Il rischio di licenziamento in caso di appropriazione di beni aziendali

30 Dicembre 2014

La suprema corte di cassazione con sentenza n.26323 del 15/12/2014 afferma che il giudice non deve applicare automaticamente la sanzione del licenziamento prevista dal contratto collettivo per una determinata infrazione, ma deve procedere ad una valutazione dell'adeguatezza della sanzione.

La suprema corte di cassazione con sentenza n.26323 del 15/12/2014 afferma che il giudice non deve applicare automaticamente la sanzione del licenziamento prevista dal contratto collettivo per una determinata infrazione, ma deve procedere ad una valutazione dell'adeguatezza della sanzione.

Nel caso in esame il dipendente era stato licenziato in quanto incolpato di aver irregolarmente registrato come “impianto fisso” un computer portatile acquistato dall'azienda e di averlo conservato nella sua abitazione, contravvenendo alla regola per cui era vietato, senza autorizzazione, portare fuori dall'ambiente di lavoro i beni aziendali.

Il lavoratore fu licenziato in forza dell'art. 25, lett. B), disc. Gen., sezione terza del CCNL Metalmeccanici industria, il quale punisce con licenziamento per giusta causa il “furto nell'azienda” ed il “trafugamento” di beni appartenenti all'azienda stessa. Impugnato il licenziamento, la corte, pur ritenendo effettivamente attuato il comportamento descritto, si esprime in favore del lavoratore.
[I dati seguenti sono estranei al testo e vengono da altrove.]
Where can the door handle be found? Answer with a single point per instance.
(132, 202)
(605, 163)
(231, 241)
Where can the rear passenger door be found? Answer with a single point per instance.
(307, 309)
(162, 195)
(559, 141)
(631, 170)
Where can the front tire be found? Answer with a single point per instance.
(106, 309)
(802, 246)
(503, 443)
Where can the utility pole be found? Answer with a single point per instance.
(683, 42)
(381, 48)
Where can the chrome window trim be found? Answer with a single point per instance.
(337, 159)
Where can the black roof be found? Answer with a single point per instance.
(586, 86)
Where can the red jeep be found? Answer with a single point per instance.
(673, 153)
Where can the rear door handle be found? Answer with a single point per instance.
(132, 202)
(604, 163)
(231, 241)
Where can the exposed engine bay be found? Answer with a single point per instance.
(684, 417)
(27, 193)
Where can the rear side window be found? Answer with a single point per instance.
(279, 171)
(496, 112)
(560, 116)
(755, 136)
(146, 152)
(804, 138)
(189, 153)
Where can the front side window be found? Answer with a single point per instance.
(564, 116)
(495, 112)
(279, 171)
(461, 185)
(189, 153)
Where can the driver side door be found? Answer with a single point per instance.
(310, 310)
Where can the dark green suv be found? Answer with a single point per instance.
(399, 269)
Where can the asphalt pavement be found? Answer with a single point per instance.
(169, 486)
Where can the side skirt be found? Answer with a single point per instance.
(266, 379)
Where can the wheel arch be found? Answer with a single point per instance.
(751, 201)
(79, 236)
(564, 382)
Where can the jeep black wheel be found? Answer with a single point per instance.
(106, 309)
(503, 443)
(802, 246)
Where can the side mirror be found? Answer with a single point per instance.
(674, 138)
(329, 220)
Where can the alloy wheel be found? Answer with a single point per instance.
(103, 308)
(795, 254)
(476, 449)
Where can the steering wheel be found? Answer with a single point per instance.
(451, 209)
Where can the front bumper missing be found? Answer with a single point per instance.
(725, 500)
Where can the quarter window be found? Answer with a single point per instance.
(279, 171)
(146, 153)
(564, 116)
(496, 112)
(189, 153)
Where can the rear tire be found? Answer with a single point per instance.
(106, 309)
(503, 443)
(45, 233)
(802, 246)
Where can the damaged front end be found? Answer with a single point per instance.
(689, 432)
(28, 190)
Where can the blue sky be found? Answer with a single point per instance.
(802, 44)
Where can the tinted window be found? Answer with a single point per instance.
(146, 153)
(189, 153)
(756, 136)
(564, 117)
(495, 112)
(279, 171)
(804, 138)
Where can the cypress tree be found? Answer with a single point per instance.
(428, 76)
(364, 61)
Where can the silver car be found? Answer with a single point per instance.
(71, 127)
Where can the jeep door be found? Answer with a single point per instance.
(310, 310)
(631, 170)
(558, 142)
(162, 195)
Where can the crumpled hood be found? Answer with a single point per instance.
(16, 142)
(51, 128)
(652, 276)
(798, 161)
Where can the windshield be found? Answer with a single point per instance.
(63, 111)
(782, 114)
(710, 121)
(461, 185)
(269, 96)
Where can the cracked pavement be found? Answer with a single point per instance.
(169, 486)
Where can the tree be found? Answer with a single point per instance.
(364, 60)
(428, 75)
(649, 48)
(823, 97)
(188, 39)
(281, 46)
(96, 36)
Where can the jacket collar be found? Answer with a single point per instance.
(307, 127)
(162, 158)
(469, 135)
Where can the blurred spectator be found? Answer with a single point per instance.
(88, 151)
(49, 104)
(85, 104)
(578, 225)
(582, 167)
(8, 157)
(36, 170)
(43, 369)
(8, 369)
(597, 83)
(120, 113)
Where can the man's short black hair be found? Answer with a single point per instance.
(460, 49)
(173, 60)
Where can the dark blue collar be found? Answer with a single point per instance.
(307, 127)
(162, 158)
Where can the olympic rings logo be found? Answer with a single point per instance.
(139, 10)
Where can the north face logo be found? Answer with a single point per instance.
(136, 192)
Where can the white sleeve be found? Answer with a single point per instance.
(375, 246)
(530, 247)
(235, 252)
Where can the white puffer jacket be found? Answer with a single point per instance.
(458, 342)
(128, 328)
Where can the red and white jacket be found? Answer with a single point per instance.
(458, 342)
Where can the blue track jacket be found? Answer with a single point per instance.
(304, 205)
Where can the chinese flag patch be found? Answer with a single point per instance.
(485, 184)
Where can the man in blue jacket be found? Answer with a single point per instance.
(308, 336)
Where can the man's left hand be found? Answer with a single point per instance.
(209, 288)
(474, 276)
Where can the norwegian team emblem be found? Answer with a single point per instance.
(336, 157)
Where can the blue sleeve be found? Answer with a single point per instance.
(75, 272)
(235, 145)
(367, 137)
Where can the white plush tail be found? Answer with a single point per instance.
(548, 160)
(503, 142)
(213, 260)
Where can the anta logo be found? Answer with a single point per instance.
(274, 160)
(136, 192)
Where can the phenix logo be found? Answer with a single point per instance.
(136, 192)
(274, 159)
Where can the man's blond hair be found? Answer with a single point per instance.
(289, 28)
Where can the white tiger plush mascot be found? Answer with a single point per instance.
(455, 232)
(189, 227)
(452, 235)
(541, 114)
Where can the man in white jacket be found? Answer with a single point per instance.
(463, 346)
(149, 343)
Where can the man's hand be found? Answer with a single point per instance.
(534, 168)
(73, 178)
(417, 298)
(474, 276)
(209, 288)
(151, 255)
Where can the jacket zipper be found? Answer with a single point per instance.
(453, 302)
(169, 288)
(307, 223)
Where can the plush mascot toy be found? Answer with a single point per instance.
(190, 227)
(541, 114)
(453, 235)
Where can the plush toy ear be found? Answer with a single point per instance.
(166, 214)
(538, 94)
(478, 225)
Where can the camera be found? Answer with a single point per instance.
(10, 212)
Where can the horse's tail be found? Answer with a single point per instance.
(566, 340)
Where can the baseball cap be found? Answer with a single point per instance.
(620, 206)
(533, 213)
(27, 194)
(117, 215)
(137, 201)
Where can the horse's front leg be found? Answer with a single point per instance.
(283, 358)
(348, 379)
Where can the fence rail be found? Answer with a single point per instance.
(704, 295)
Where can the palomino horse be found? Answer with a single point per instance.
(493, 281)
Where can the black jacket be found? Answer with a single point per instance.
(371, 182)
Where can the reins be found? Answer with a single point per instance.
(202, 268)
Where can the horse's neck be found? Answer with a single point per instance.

Nella sentenza, la suprema corte sostiene che il licenziamento per giusta causa è concepito come extrema ratio laddove qualsiasi altra sanzione risulti insufficiente a tutelare gli interessi dell'azienda e vi sia l'impossibilità, anche provvisoria, di una prosecuzione del rapporto di lavoro.

Il giudice non è quindi vincolato all'ipotesi di giusta causa prevista dal contratto collettivo, ma deve sempre verificare la corrispondenza con l'ipotesi generale di cui all'art. 2119 cc.